Tech

Protecting Intellectual Property Is Critical for Our Economy

At first blush, the recent dispute between Comcast and TiVo may seem to be nothing more than a feud between two competitors vying for a competitive edge in the free market. Closer inspection, however, reveals this dispute to be anything but a free-market clash – and the implications for U.S. consumers, inventors and even the future of the rule of law are at stake.

Americans can be forgiven for not paying much attention to the litigation between Comcast, the world’s largest (by revenue) broadcasting and cable television company, and TiVo, a technology company that licenses its intellectual property to companies like Comcast. But given the nature of the litigation and the possible effects on the future of patent protections, and the United States’ ability to maintain its global dominance as the leader in producing, manufacturing and protecting inventions, it is worth paying close attention.

TiVo, which recently joined with Rovi, invents innovative digital technology that is widely used – and enjoyed – by Americans. TiVo licenses much of its technology to cable companies and other broadcasting companies, which, in turn, are able to offer more enhanced and desirable products to their customers. Comcast’s services, in the absence of TiVo’s cutting-edge technology, would be a much less user-friendly TV-viewing experience. Take, for example, just a few of TiVo’s technological advances, such as the customized channel guide and the ability for customers to remotely access and program their DVRs. Forgot to set your set-top box to record your favorite show before you left for work? Thanks to TiVo technology, you can program it from your smartphone.

Strip out the TiVo technology, and Comcast’s customers would be watching and recording cable television the way they did back in the 1990s. Comcast, which trademarked its slogan, “The future of awesome,” would be decidedly less futuristic and so much less awesome without the embedded TiVo technology.

Which brings us to the ongoing dispute between the two companies.

Comcast, in an apparent effort to reduce costs, has decided it will no longer renew its license agreement with TiVo. But – and here is why TiVo finds itself in the midst of expensive intellectual property litigation with Comcast – Comcast has also decided to flout the laws and simply continue making, using, selling and leasing products that were built upon TiVo’s patented inventions.

Comcast’s flagrant violation of patent law is outrageously unfair – and, if unchecked, sets up a dangerous precedent that companies can steal other companies’ intellectual property. Patent violations are simply large-scale theft by another name, and must be treated as such.

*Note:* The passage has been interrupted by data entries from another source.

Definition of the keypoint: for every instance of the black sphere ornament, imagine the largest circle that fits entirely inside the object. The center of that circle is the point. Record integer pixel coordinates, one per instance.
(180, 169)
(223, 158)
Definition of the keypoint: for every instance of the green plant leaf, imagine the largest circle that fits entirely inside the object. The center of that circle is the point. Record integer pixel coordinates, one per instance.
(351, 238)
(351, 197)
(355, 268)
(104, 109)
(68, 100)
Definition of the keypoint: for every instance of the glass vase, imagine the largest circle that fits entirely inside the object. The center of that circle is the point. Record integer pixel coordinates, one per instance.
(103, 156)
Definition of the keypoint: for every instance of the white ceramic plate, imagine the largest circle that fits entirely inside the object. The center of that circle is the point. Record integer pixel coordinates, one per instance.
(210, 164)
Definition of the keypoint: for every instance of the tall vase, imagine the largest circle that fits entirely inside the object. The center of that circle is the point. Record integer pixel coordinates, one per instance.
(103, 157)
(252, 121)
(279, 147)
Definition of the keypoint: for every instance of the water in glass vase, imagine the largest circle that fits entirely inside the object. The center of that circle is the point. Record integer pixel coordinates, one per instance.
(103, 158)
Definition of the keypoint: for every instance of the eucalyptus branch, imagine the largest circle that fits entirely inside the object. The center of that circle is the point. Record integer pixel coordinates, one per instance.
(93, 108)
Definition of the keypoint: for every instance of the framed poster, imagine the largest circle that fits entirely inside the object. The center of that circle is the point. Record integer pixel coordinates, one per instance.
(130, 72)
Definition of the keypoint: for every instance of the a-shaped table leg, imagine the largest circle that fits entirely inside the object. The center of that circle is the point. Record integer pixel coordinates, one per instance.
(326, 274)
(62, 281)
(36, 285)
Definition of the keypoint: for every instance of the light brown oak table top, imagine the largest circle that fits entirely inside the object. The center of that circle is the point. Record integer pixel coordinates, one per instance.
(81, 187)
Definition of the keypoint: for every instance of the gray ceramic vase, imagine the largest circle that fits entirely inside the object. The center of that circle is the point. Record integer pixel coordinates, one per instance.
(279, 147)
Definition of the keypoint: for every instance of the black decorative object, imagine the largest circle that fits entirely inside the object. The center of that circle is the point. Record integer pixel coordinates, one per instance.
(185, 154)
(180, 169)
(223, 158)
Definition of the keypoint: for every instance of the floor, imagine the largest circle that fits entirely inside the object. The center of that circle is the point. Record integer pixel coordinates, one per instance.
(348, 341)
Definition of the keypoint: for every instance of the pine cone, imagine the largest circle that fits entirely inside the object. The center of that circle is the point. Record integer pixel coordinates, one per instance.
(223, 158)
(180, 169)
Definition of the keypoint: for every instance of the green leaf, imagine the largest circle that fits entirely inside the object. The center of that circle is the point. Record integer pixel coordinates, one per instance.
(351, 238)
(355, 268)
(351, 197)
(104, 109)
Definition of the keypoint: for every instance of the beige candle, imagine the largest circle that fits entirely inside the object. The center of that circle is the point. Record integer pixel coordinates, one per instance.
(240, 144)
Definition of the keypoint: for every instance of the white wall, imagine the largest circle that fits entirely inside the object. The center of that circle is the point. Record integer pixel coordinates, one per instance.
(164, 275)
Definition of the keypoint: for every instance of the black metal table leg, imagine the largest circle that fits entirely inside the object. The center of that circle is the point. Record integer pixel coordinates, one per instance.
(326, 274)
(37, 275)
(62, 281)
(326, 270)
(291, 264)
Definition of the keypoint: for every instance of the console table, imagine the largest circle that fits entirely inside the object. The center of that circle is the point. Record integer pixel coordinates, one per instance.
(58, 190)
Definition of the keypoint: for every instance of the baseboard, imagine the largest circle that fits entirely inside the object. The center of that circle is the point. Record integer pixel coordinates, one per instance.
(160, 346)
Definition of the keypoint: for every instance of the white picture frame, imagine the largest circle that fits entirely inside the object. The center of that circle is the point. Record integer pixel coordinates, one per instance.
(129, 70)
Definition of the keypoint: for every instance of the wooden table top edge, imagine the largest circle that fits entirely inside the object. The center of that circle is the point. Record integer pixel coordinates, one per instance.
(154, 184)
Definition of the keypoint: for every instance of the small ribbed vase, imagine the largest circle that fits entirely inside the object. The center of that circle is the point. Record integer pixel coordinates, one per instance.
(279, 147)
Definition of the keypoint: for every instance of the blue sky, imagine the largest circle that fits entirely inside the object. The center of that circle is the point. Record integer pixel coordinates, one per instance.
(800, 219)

Patents have a long history in the United States and our nation’s founders saw fit to include the protection of intellectual property in the Constitution. Article I, section 8, of the Constitution spells out that “Congress shall have power … to promote the progress of science and useful arts, by securing for limited times to authors and inventors the exclusive right to their respective writings and discoveries.”

And it was not merely the newly formed federal government that sought so ardently to protect intellectual property. Many of the states had already enacted, or would shortly thereafter enact, their own protections of copyrights and patents. Rhode Island, for example, offered that “there [is] no property more peculiarly a man’s own than that which is produced by the labour of his mind.” It is difficult to come up with a better or more concise reason why intellectual property is so deserving of protection – or why patents must be zealously safeguarded.

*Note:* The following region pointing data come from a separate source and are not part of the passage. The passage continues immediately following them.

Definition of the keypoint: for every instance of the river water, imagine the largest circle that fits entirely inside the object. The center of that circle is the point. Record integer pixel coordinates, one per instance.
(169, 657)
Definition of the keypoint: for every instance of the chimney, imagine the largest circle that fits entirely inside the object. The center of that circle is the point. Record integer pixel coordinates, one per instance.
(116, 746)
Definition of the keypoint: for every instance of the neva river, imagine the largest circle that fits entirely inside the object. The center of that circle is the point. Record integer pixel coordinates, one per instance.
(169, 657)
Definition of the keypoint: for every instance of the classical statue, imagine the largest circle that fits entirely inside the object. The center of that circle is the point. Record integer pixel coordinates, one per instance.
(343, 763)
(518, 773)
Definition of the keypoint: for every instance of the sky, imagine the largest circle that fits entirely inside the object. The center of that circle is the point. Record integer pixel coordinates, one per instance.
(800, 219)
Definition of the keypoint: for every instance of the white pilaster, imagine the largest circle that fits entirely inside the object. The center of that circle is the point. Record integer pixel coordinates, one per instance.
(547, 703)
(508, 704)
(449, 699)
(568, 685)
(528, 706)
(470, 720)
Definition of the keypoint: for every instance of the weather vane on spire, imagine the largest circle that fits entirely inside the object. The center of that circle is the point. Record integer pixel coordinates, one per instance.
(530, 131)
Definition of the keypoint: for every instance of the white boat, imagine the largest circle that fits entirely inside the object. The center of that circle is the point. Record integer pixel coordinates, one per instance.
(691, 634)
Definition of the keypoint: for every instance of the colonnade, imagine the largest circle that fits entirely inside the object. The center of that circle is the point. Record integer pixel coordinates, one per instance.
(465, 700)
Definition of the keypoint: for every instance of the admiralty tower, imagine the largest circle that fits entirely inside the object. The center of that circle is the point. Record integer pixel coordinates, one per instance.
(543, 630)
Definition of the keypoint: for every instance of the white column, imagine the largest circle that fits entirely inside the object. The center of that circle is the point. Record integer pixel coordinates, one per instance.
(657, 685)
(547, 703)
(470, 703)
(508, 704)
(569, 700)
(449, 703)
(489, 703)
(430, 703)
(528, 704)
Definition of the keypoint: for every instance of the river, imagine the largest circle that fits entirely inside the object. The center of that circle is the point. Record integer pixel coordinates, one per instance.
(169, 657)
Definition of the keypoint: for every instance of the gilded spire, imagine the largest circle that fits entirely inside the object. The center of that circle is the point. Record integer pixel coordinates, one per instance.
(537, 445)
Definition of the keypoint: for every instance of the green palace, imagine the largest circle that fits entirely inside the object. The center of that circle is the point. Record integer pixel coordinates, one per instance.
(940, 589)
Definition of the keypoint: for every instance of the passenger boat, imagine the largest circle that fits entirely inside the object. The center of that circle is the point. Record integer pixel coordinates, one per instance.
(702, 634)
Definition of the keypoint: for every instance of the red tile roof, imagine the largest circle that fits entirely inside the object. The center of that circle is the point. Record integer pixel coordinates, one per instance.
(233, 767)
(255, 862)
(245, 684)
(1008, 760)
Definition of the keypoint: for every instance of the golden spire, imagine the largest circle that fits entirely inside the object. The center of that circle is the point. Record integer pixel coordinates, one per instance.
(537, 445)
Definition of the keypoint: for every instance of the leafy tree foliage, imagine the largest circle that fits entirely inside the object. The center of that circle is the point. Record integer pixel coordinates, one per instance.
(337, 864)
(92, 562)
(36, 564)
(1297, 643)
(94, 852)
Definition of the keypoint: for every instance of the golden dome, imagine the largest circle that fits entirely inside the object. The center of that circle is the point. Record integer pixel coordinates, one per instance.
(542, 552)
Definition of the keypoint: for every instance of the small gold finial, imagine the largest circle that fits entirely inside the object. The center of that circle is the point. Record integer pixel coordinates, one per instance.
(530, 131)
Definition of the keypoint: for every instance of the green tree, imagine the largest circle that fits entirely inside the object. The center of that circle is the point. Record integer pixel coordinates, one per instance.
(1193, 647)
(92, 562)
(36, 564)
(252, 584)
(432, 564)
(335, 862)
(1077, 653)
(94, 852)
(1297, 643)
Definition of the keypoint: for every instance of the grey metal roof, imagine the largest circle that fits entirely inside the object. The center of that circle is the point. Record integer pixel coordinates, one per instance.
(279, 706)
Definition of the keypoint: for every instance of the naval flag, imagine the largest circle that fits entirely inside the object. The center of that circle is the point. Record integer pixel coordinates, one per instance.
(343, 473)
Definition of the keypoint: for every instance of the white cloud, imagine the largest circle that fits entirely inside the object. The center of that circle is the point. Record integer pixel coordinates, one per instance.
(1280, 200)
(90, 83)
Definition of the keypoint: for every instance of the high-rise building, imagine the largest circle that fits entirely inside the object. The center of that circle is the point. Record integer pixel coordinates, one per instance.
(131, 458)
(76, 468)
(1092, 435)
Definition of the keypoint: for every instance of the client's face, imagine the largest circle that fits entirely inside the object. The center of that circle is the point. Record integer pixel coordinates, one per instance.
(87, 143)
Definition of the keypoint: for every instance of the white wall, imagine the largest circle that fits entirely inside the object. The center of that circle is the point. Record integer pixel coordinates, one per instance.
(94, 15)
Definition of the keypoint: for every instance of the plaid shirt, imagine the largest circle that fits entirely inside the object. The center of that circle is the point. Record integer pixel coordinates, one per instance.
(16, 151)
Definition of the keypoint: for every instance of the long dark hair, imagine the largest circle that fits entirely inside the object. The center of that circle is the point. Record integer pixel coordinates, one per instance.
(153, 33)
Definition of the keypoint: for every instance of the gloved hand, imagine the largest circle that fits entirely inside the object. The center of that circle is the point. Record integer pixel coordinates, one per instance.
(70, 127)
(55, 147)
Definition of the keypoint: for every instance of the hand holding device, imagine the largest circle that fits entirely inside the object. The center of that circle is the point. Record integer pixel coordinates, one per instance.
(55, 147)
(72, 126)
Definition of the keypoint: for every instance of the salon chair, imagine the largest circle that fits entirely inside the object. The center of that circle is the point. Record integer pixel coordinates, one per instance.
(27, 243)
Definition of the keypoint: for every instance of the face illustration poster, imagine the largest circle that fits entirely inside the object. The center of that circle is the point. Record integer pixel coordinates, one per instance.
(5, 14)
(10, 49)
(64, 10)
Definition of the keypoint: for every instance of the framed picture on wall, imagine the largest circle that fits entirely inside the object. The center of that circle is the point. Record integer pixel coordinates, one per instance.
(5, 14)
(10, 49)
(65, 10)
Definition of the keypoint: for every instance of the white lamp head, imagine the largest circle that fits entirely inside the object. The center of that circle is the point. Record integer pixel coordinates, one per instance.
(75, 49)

American inventors, whether individuals working alone to breathe life into their own idea, or teams of inventors working collaboratively for massive technology companies, share several attributes: They never tire of the pursuit of perfection; they are never satisfied with the status quo; and they are willing to pour their creativity and energy into their concepts. That process of shepherding a good idea from an intellectual concept to a patent-worthy product is painstakingly laborious. The genius of our patent system is that it recognizes – and, more importantly, respects and rewards – that laborious process.

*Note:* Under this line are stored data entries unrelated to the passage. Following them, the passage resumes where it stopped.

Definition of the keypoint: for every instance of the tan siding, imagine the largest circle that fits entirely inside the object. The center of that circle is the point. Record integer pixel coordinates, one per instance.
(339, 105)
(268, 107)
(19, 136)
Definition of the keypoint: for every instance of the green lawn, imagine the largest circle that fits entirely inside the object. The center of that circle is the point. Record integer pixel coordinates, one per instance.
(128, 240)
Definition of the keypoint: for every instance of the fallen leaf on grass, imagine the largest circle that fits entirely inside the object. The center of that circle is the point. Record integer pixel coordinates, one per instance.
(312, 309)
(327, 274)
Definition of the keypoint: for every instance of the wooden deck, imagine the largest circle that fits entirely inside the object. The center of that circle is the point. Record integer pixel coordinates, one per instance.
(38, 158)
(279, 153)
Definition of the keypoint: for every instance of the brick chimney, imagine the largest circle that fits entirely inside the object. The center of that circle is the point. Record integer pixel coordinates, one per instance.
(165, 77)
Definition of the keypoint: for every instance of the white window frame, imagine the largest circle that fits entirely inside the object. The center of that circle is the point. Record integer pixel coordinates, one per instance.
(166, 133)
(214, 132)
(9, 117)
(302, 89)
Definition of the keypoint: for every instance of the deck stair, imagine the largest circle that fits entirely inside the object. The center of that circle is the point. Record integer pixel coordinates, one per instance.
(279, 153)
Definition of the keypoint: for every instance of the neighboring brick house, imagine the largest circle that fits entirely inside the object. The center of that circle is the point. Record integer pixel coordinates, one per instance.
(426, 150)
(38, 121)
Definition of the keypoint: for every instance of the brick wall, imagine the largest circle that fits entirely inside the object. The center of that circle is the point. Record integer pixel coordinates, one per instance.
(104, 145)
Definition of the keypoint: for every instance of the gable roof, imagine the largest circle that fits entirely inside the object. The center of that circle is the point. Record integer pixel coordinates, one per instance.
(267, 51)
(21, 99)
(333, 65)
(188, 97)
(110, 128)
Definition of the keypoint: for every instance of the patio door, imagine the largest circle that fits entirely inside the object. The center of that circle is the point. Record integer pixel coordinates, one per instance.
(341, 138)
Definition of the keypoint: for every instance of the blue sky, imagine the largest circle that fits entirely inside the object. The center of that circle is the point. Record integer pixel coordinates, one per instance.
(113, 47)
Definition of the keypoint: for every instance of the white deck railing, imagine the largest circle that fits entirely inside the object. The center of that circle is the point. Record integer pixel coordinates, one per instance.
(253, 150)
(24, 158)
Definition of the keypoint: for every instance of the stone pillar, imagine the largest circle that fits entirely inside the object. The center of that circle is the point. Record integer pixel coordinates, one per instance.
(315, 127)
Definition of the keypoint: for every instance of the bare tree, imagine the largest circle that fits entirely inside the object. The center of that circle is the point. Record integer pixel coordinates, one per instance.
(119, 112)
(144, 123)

Patents are more than certificates of ownership; they are inducements for inventors to give their time and energy for the risky enterprise of charting a new course. Patents are the single most important foundation undergirding the U.S. economy of inventions and spirit of entrepreneurship – and they are the reason most inventors are willing to undertake the hard work of creating.

Comcast’s willful disregard of our patent protections has consequences that will be felt far beyond the cable and broadcast television realm. Let’s hope that in the TiVo v. Comcast litigation, the International Trade Commission and U.S. courts continue to respect our necessary patent protections.

 

Jenny Beth Martin is the co-founder and president of Tea Party Patriots.

Editor’s note: This opinion piece involves allegations of fact that are in dispute and that are the subject of pending litigation before the International Trade Commission. Comcast has denied them in its filings in that case.